Golf course in Tennessee

Ross Creek Landing is a golf course in middle Tennessee, located in rolling countryside in Wayne County along the banks of the Tennessee River.

==Golf course==
Ross Creek Landing is a par 72 course designed by Jack Nicklaus. It measures more than 7000 yards from the back tees. There are five sets of tees on every hole to allow golfers of differing abilities to enjoy this course. During the construction and design of this course, Nicklaus made some adjustments to shorten two of the par fives so that the golfer may have the opportunity to reach the green in two shots. He also designed the par 4 fourth hole into a 'drivable' par 4 that offers a variety of 'go for it' and 'lay up' options.

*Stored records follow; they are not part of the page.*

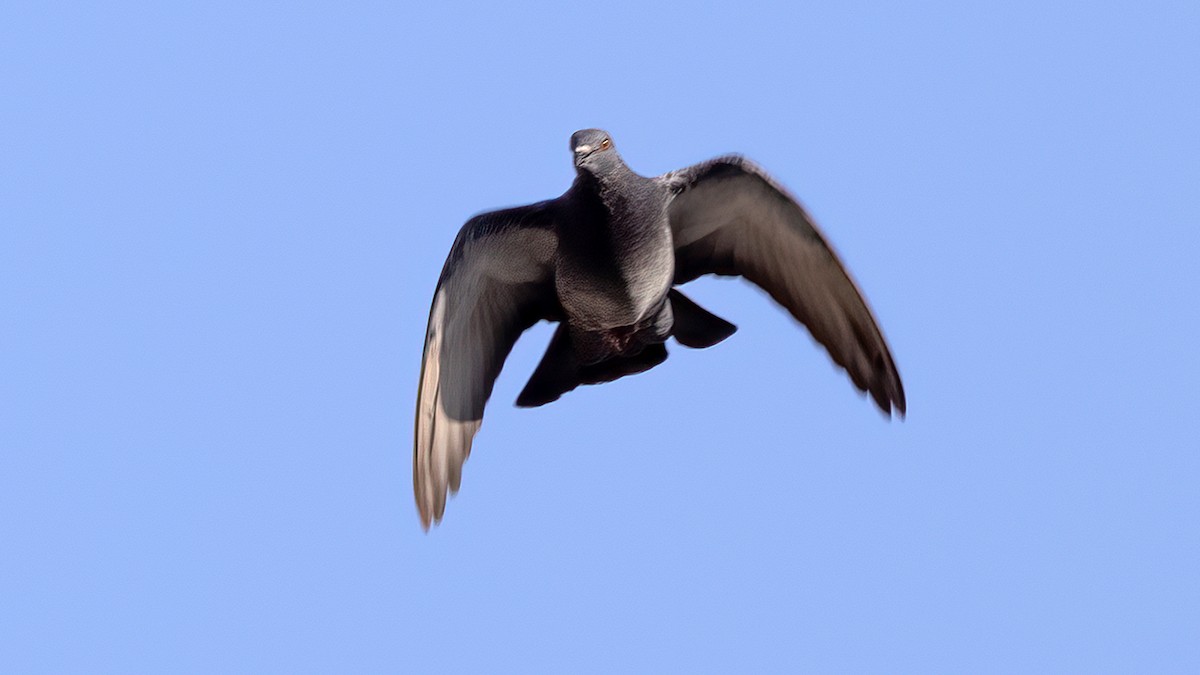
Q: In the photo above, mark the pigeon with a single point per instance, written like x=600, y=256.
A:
x=604, y=261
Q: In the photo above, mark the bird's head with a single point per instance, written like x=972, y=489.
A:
x=594, y=151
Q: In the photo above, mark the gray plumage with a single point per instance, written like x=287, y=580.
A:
x=603, y=260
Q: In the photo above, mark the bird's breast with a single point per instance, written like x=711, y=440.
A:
x=616, y=282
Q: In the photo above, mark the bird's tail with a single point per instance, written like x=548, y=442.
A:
x=694, y=326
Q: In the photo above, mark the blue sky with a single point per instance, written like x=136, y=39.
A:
x=220, y=232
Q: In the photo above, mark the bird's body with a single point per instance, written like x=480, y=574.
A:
x=603, y=260
x=615, y=264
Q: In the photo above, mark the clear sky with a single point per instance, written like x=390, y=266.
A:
x=221, y=225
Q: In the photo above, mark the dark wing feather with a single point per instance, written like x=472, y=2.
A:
x=730, y=217
x=497, y=281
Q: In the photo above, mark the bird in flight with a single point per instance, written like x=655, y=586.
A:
x=604, y=261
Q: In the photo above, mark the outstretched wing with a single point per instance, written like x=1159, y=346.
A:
x=730, y=217
x=498, y=281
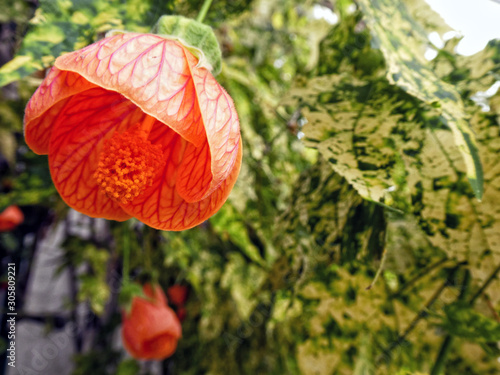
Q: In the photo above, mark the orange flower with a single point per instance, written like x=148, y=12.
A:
x=151, y=329
x=10, y=218
x=134, y=128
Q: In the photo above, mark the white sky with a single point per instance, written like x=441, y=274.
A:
x=477, y=20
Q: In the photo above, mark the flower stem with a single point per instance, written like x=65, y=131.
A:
x=126, y=256
x=203, y=10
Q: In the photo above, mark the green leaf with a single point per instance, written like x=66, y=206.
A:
x=350, y=121
x=463, y=321
x=402, y=41
x=197, y=37
x=61, y=26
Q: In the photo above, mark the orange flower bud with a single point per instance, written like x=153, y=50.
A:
x=10, y=218
x=151, y=329
x=134, y=127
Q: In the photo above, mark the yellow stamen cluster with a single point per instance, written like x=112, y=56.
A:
x=127, y=165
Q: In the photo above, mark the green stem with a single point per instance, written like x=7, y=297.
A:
x=203, y=10
x=126, y=256
x=442, y=356
x=438, y=367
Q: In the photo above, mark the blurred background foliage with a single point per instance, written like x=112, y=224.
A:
x=354, y=241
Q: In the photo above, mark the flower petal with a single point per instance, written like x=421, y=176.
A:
x=223, y=135
x=149, y=70
x=160, y=206
x=79, y=132
x=44, y=106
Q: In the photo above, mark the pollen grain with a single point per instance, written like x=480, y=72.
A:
x=127, y=165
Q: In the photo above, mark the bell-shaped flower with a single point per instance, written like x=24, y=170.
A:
x=151, y=329
x=133, y=127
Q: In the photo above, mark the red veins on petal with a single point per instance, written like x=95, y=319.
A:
x=151, y=329
x=10, y=218
x=95, y=96
x=78, y=136
x=46, y=103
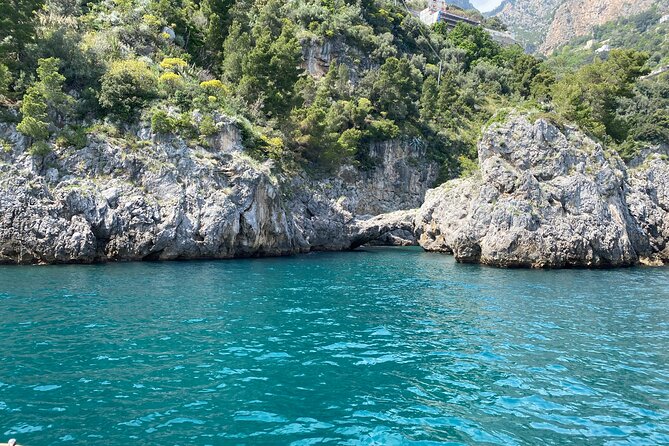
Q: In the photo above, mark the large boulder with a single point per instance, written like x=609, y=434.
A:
x=547, y=197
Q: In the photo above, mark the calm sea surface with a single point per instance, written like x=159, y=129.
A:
x=382, y=346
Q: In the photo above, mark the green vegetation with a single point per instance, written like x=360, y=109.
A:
x=309, y=82
x=642, y=32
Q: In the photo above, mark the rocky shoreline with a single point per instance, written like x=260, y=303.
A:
x=543, y=197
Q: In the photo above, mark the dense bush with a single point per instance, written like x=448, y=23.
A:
x=311, y=81
x=126, y=87
x=45, y=105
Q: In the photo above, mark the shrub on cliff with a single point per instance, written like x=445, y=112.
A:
x=126, y=87
x=45, y=104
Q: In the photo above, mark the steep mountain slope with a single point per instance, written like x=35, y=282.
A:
x=529, y=20
x=464, y=4
x=577, y=17
x=544, y=25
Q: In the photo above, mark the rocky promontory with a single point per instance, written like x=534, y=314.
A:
x=543, y=196
x=549, y=197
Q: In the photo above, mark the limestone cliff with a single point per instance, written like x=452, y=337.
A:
x=575, y=18
x=549, y=197
x=544, y=25
x=529, y=20
x=162, y=199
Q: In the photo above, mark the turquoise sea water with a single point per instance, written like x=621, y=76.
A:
x=382, y=346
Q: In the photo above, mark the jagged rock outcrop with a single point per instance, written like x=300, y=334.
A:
x=158, y=198
x=546, y=197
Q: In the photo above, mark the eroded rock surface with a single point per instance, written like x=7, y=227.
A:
x=161, y=199
x=546, y=197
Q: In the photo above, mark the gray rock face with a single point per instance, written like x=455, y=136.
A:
x=548, y=198
x=162, y=199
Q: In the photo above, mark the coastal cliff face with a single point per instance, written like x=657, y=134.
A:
x=164, y=200
x=546, y=197
x=544, y=25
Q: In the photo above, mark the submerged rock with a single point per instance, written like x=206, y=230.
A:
x=547, y=197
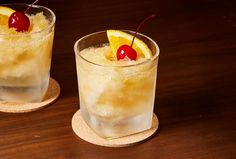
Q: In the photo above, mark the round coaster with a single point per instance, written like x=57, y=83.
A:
x=84, y=132
x=51, y=95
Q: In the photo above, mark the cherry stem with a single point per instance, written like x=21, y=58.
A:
x=31, y=6
x=140, y=25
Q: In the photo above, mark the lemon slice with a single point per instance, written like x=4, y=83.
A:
x=117, y=38
x=5, y=13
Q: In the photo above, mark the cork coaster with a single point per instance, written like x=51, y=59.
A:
x=51, y=95
x=84, y=132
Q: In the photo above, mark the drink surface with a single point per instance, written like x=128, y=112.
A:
x=25, y=59
x=116, y=97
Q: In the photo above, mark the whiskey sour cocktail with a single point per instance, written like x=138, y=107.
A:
x=116, y=82
x=26, y=40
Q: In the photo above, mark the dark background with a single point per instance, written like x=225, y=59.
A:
x=196, y=85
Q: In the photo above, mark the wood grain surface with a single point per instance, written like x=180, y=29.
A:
x=196, y=87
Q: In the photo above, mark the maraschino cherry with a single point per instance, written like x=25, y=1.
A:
x=126, y=50
x=19, y=20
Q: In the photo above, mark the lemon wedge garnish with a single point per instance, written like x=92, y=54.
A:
x=5, y=13
x=117, y=38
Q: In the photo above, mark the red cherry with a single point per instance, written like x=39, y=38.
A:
x=126, y=50
x=19, y=21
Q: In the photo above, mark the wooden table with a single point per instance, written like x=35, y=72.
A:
x=196, y=85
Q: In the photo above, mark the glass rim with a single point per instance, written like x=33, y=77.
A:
x=117, y=66
x=33, y=6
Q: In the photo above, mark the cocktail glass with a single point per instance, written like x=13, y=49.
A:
x=25, y=59
x=116, y=101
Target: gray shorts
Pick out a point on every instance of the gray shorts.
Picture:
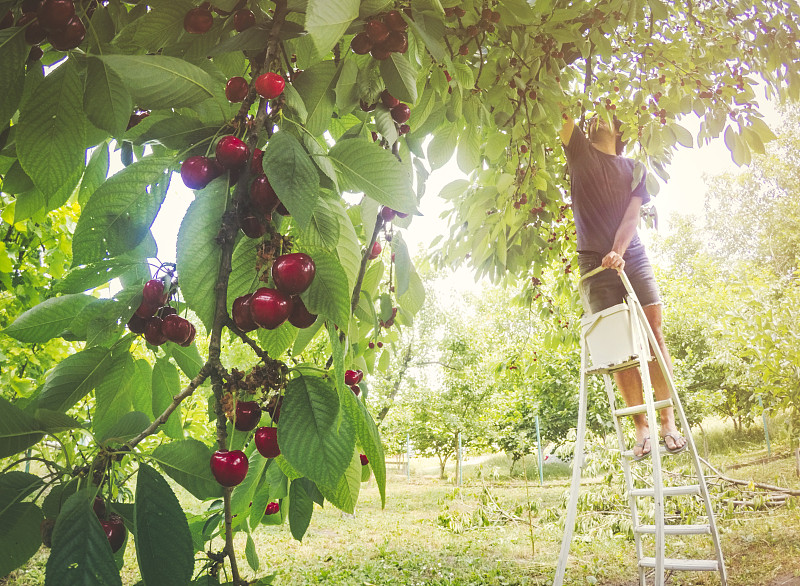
(606, 289)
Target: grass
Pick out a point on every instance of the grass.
(434, 533)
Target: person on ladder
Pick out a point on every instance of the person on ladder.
(605, 205)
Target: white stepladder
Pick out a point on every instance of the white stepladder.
(618, 338)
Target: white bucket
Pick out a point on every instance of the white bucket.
(609, 335)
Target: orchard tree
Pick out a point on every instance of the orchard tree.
(273, 112)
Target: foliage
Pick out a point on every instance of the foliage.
(144, 87)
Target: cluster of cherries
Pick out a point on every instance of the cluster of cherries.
(112, 524)
(269, 308)
(383, 35)
(157, 321)
(53, 20)
(200, 19)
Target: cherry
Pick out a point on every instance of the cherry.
(394, 20)
(241, 314)
(376, 31)
(270, 85)
(199, 171)
(176, 329)
(236, 89)
(269, 308)
(263, 198)
(396, 42)
(388, 99)
(248, 414)
(137, 324)
(267, 442)
(229, 468)
(361, 44)
(293, 273)
(232, 152)
(401, 113)
(198, 20)
(55, 14)
(376, 251)
(115, 532)
(300, 316)
(243, 20)
(153, 333)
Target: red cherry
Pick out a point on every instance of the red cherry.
(241, 314)
(361, 44)
(229, 468)
(267, 442)
(198, 171)
(137, 324)
(401, 113)
(248, 414)
(176, 329)
(394, 20)
(376, 31)
(236, 89)
(269, 308)
(115, 532)
(55, 14)
(376, 251)
(263, 198)
(243, 20)
(232, 152)
(198, 20)
(300, 316)
(270, 85)
(153, 293)
(388, 99)
(153, 333)
(397, 42)
(293, 273)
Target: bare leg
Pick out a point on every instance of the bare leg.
(630, 387)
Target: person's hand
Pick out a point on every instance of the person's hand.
(613, 260)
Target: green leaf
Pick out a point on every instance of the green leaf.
(81, 553)
(327, 20)
(106, 100)
(73, 378)
(311, 436)
(329, 294)
(167, 384)
(163, 541)
(301, 507)
(50, 134)
(186, 462)
(400, 77)
(366, 167)
(292, 175)
(158, 81)
(13, 53)
(198, 253)
(119, 214)
(316, 86)
(48, 319)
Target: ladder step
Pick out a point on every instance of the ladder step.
(682, 565)
(676, 529)
(641, 408)
(689, 489)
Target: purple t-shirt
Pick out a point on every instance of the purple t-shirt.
(600, 185)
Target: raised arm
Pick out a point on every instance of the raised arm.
(624, 235)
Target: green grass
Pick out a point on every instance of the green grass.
(434, 533)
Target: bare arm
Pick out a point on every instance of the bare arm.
(624, 235)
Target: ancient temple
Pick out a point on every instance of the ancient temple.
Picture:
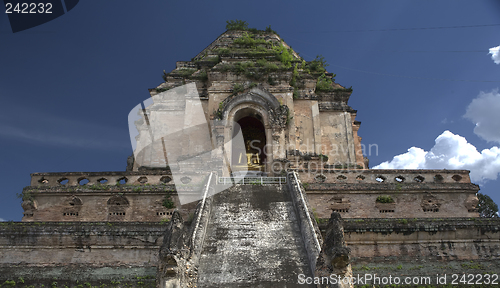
(247, 170)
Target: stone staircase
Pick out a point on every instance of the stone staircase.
(253, 240)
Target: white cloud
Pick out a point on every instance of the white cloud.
(484, 112)
(450, 152)
(495, 54)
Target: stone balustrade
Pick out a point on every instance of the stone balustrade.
(369, 176)
(373, 176)
(101, 178)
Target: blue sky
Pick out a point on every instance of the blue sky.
(416, 67)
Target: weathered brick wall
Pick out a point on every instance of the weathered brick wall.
(70, 253)
(140, 197)
(439, 239)
(416, 193)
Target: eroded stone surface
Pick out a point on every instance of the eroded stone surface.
(253, 240)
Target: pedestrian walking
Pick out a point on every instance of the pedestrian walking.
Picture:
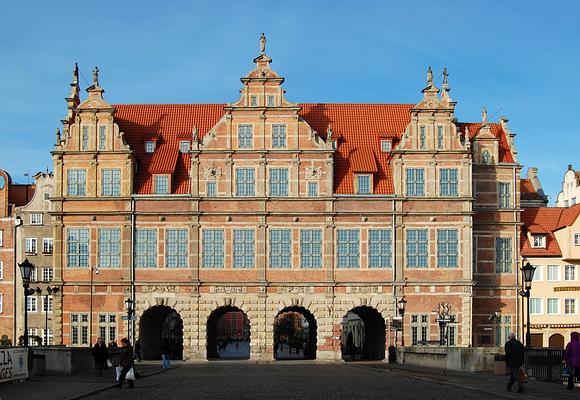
(165, 353)
(126, 364)
(514, 359)
(572, 358)
(100, 355)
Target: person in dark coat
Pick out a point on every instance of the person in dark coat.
(572, 358)
(514, 359)
(100, 355)
(126, 362)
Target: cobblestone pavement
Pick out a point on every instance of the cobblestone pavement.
(294, 380)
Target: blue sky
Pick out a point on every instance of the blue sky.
(521, 59)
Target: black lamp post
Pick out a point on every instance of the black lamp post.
(528, 273)
(401, 305)
(26, 268)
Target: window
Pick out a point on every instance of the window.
(504, 195)
(47, 245)
(310, 248)
(47, 274)
(348, 248)
(243, 248)
(85, 139)
(78, 247)
(535, 306)
(278, 182)
(109, 248)
(417, 248)
(176, 248)
(245, 182)
(312, 189)
(553, 306)
(448, 185)
(111, 182)
(183, 146)
(108, 327)
(363, 184)
(146, 248)
(31, 246)
(280, 248)
(553, 272)
(415, 182)
(419, 329)
(503, 255)
(79, 329)
(161, 184)
(278, 136)
(36, 219)
(102, 137)
(386, 146)
(447, 246)
(76, 182)
(149, 146)
(211, 189)
(570, 273)
(245, 136)
(213, 248)
(379, 248)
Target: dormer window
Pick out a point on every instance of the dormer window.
(539, 241)
(386, 145)
(149, 146)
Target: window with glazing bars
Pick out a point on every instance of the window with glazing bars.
(417, 248)
(213, 248)
(379, 248)
(176, 248)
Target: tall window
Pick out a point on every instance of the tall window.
(379, 248)
(415, 182)
(245, 136)
(109, 248)
(245, 182)
(161, 184)
(503, 255)
(243, 248)
(111, 182)
(504, 195)
(348, 248)
(76, 182)
(278, 136)
(448, 184)
(176, 248)
(417, 248)
(310, 248)
(279, 182)
(146, 248)
(447, 245)
(280, 248)
(213, 248)
(78, 247)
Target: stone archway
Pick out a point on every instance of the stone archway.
(228, 334)
(295, 332)
(158, 323)
(363, 334)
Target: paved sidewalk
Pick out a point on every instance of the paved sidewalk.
(70, 386)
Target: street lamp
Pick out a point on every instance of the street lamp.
(26, 269)
(528, 273)
(401, 305)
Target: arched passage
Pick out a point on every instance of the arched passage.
(363, 334)
(295, 334)
(228, 334)
(158, 323)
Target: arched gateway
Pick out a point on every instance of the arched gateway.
(158, 323)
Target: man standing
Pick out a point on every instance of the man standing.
(514, 359)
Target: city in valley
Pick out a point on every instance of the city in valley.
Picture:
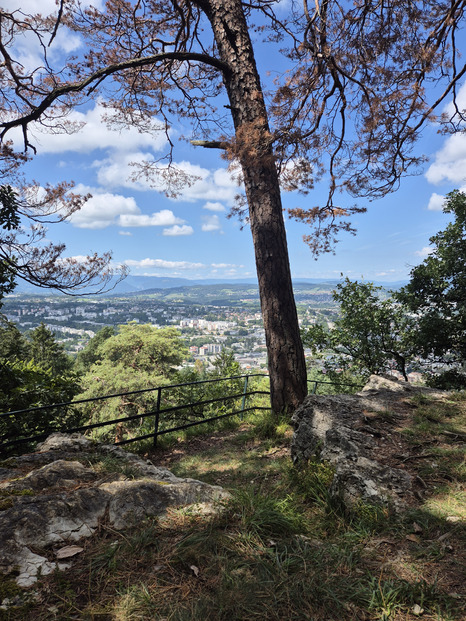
(208, 317)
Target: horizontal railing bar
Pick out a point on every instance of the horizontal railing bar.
(133, 392)
(132, 417)
(181, 427)
(333, 383)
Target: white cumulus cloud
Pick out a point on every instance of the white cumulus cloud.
(102, 210)
(165, 217)
(177, 230)
(424, 252)
(163, 264)
(214, 207)
(450, 162)
(436, 202)
(211, 223)
(92, 133)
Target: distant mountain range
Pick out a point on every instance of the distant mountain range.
(132, 285)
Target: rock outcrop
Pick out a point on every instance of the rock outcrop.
(69, 487)
(344, 431)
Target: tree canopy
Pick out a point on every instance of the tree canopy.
(436, 292)
(362, 79)
(24, 251)
(371, 335)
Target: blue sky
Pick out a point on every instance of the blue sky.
(191, 237)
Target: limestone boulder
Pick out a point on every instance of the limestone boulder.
(70, 486)
(343, 430)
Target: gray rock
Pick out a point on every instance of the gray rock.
(66, 500)
(334, 429)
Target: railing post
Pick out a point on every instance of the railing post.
(157, 415)
(245, 390)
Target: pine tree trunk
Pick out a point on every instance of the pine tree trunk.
(286, 362)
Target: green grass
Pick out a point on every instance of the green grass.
(282, 548)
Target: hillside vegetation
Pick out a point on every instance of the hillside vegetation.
(281, 548)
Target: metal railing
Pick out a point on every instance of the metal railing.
(156, 413)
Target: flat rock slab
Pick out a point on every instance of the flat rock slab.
(64, 491)
(338, 429)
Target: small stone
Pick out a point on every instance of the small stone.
(454, 519)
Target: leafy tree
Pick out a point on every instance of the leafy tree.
(34, 374)
(13, 345)
(371, 335)
(137, 357)
(25, 385)
(46, 352)
(225, 365)
(91, 352)
(362, 79)
(436, 292)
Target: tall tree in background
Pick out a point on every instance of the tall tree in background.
(436, 292)
(363, 77)
(371, 335)
(46, 352)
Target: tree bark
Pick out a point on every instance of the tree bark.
(253, 147)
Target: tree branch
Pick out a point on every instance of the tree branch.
(99, 75)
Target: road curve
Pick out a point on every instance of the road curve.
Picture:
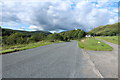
(61, 60)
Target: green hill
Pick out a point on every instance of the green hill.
(7, 32)
(73, 34)
(107, 30)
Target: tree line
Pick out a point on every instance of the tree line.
(11, 37)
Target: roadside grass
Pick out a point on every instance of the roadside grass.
(9, 49)
(112, 39)
(93, 44)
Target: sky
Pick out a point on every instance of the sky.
(57, 15)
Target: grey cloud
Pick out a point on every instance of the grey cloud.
(56, 16)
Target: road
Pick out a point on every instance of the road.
(61, 60)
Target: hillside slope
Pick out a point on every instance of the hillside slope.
(73, 34)
(107, 30)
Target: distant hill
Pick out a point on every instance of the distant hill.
(107, 30)
(7, 32)
(73, 34)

The course offers a variety of wooded and meadow golf holes. Oak, Hickory, Hackberry, Cedar and even some Cypress line the fairways. Marshes and ponds have been created to benefit the environment and provide strategy on some of the golf holes. During the construction of the course, special efforts were made to preserve stream corridors and existing woods and meadows. New grades for the golf course were carefully tied into these existing features so that it appears that the course has always been here.

==History==
Ross Creek Landing was built as a state park golf course called Bear Trace at Ross Creek Landing, the fifth in a series of Nicklaus-designed golf courses located in Tennessee state parks. The state Department of Environment and Conservation sold the property in 2008 after experiencing annual operating losses of about $0.5 million. The sale price of $2.15 million was reported to represent a loss to the state of more than $2.6 million.